Bertolak dari kalimat tersebut, penulis juga memiliki pendapat yang sama. Semua orang Kristiani, baik itu awam maupun para religius, mereka memiliki tugas yang sama yaitu sebagai pengikut Yesus Kristus. Menjadi pengikut Yesus Kristus berarti mengikuti teladan-Nya, menjadi pelayan. Pekerjaan apa saja yang dilakukan oleh seorang pengikut Kristus adalah pelayanan. Misalnya seorang Kristiani yang bekerja di tempat tertentu, sekalipun dia bekerja untuk mensejahterakan hidupnya, keluarganya, namun tetap harus didasari semangat pelayanan. Upah itu penting untuk hidupnya, namun yang jauh lebih penting adalah sikap pelayanannya.

Pelayanan bukanlah pekerjaan dengan jam kerja mulai pukul delapan sampai pukul lima, atau waktu-waktu yang telah ditentukan, akan tetapi

pertama-tama adalah jalan hidup. Jalan hidup yang dimaksud adalah supaya apa yang dilakukan selama bekerja dilihat dan dimengerti oleh orang lain bahwa bekerja bukan sekedar mencari upah melainkan demi cinta kasih terhadap orang lain. Doa bukanlah persiapan sebelum bekerja atau syarat yang tidak dapat diabaikan kalau pelayanan mau berhasil. Doa adalah hidup, doa dan pelayanan adalah sama dan tidak dapat dipisahkan (Nouwen, 1986: 21).

Menurut penulis pelayanan itu tidak sekedar melakukan pekerjaan, sesuai dengan tugas dan tanggung jawab yang diberikan, tetapi pelayanan itu adalah suatu tindakan yang dilakukan dan dijiwai semangat rohani. Bukan untuk kepentingan diri sendiri, tetapi terlebih untuk orang lain. Pelayanan lebih mengarah pada tindakan untuk memuliakan Tuhan melalui sesama dan alam sekitar. Doa dan pelayanan itu saling berkaitan. Doa yang dijiwai dan dihayati pasti akan membuahkan pelayanan yang penuh kasih. Doa ungkapan iman dan relasi batin manusia dengan Tuhan dan pelayanan merupakan ungkapan mencintai Tuhan dalam diri sesama dan alam sekitar.

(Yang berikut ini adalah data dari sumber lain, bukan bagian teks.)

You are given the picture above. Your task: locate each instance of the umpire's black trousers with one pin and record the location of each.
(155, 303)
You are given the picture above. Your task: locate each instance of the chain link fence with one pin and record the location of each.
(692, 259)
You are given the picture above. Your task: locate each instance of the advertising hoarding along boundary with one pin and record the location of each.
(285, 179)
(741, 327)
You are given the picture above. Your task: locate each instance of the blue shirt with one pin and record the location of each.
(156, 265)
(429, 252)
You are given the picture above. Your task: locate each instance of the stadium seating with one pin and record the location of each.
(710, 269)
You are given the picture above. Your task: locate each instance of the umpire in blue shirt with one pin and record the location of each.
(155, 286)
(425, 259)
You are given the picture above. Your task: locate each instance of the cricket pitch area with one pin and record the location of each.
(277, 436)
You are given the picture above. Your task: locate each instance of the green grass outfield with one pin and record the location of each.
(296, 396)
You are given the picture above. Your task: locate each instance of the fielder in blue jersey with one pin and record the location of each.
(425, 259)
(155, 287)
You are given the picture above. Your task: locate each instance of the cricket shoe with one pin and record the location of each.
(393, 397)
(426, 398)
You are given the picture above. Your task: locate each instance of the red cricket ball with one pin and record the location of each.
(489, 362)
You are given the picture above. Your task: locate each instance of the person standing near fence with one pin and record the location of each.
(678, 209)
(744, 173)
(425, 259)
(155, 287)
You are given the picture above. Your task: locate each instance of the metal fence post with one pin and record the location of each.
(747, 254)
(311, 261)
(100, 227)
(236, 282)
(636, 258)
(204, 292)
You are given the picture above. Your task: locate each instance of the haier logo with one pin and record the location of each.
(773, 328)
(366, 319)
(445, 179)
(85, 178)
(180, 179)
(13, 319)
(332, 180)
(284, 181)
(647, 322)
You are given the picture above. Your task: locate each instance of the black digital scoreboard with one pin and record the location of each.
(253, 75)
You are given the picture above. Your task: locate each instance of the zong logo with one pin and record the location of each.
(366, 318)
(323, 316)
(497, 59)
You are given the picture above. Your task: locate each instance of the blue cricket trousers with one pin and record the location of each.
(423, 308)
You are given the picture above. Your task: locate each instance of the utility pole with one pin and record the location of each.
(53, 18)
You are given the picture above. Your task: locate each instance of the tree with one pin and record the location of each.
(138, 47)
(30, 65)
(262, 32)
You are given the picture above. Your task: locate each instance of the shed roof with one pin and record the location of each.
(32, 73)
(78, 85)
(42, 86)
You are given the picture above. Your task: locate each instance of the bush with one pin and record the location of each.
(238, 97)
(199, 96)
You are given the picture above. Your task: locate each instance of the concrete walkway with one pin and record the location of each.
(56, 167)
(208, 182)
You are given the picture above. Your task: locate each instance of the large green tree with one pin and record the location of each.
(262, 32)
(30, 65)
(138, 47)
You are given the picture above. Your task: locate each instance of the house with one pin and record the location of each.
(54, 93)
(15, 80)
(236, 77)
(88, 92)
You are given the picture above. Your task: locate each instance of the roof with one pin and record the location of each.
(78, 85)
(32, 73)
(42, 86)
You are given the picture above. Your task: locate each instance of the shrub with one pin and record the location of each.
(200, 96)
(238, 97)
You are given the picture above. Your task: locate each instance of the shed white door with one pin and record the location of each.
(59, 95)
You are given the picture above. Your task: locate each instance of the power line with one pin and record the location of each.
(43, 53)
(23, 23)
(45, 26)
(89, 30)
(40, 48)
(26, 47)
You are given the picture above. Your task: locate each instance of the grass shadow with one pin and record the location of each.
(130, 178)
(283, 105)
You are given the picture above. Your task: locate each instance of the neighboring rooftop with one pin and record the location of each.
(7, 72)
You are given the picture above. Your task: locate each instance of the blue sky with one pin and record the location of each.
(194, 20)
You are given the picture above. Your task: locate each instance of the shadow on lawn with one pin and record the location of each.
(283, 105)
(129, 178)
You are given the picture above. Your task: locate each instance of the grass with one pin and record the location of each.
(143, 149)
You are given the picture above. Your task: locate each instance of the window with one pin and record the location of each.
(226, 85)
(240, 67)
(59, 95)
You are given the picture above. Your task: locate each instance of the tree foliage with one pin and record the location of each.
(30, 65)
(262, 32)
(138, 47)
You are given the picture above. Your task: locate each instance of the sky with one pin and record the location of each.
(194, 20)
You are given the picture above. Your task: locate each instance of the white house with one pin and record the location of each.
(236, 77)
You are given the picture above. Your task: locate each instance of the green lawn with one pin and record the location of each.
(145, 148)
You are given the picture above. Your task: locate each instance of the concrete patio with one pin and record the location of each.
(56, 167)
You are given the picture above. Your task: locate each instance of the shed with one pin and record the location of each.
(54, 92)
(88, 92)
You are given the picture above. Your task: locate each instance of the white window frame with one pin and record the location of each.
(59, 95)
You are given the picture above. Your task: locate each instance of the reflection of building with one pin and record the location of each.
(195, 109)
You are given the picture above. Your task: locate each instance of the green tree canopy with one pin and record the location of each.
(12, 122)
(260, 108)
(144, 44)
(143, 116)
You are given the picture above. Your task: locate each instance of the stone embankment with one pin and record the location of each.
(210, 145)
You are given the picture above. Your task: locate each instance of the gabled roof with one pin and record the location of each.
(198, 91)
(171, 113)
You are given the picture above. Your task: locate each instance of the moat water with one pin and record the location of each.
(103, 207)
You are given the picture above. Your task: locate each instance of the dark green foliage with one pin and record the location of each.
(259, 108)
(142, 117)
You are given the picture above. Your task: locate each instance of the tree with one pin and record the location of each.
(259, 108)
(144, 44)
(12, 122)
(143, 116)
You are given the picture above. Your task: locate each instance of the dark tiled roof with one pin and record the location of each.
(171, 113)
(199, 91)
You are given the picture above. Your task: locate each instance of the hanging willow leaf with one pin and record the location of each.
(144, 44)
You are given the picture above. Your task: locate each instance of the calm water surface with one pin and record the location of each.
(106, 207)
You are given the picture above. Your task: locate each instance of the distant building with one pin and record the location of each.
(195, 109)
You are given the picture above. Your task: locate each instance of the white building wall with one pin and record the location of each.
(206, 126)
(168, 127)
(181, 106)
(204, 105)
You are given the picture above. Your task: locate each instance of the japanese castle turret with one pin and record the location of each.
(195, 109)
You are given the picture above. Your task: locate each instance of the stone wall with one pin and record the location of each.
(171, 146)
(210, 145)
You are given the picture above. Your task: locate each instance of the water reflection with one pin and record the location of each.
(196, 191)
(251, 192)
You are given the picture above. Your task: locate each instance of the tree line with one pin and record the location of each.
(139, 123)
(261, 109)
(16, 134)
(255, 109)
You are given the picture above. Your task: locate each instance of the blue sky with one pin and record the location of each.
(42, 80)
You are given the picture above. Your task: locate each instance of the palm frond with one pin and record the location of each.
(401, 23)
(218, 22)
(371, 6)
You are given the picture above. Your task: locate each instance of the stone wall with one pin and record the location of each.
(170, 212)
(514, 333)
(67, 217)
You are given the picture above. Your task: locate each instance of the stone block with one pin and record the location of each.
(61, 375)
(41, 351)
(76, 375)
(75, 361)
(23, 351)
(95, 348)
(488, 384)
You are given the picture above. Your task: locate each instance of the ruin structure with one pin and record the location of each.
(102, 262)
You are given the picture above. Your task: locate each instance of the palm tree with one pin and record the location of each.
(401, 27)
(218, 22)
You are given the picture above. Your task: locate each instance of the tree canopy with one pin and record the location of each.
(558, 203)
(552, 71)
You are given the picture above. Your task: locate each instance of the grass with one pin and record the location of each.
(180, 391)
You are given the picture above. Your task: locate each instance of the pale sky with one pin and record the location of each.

Yesus mengosongkan diri-Nya dan memberikan hidup-Nya bagi orang lain. Demikianlah jalan dari semua pelayanan (Nouwen, 1986: 73). Merefleksikan hidup Yesus selama di dunia penulis merasakan bahwa segala yang Ia lakukan bukan semata-mata untuk diri-Nya sendiri, melainkan untuk memuliakan Tuhan dalam diri sesama. Kehidupan Yesus sepenuhnya adalah sebuah pelayanan.

Pelayan Kristiani, pelayanan religius, pelayanan yang memberi perhatian kepada orang lain terlebih mereka yang kecil, dipanggil untuk menjadi terampil tetapi tidak untuk menjadi seorang tukang, banyak pengetahuan tetapi bukan

seorang yang serba memaksakan, profesional tetapi bukan seorang manipulator. Apabila ia dapat menyangkal dirinya sendiri, beriman dan memahami arti penderitaan manusia, maka orang yang dilayani akan menyadari bahwa melalui tangan mereka yang mau menjadi pelayan, Allah menunjukkan cinta kasih-Nya yang lembut kepadanya. Mengajar menjadi pelayanan kalau guru melangkah lebih jauh daripada sekedar menyampaikan ilmu dan bersedia memberikan pengalaman hidupnya sendiri kepada murid, sehingga kecemasan yang melumpuhkan dapat disingkirkan. Khotbah menjadi pelayanan kalau pengkhotbah melangkah lebih jauh daripada sekedar menceritakan kisah (Nouwen, 1986 : 86).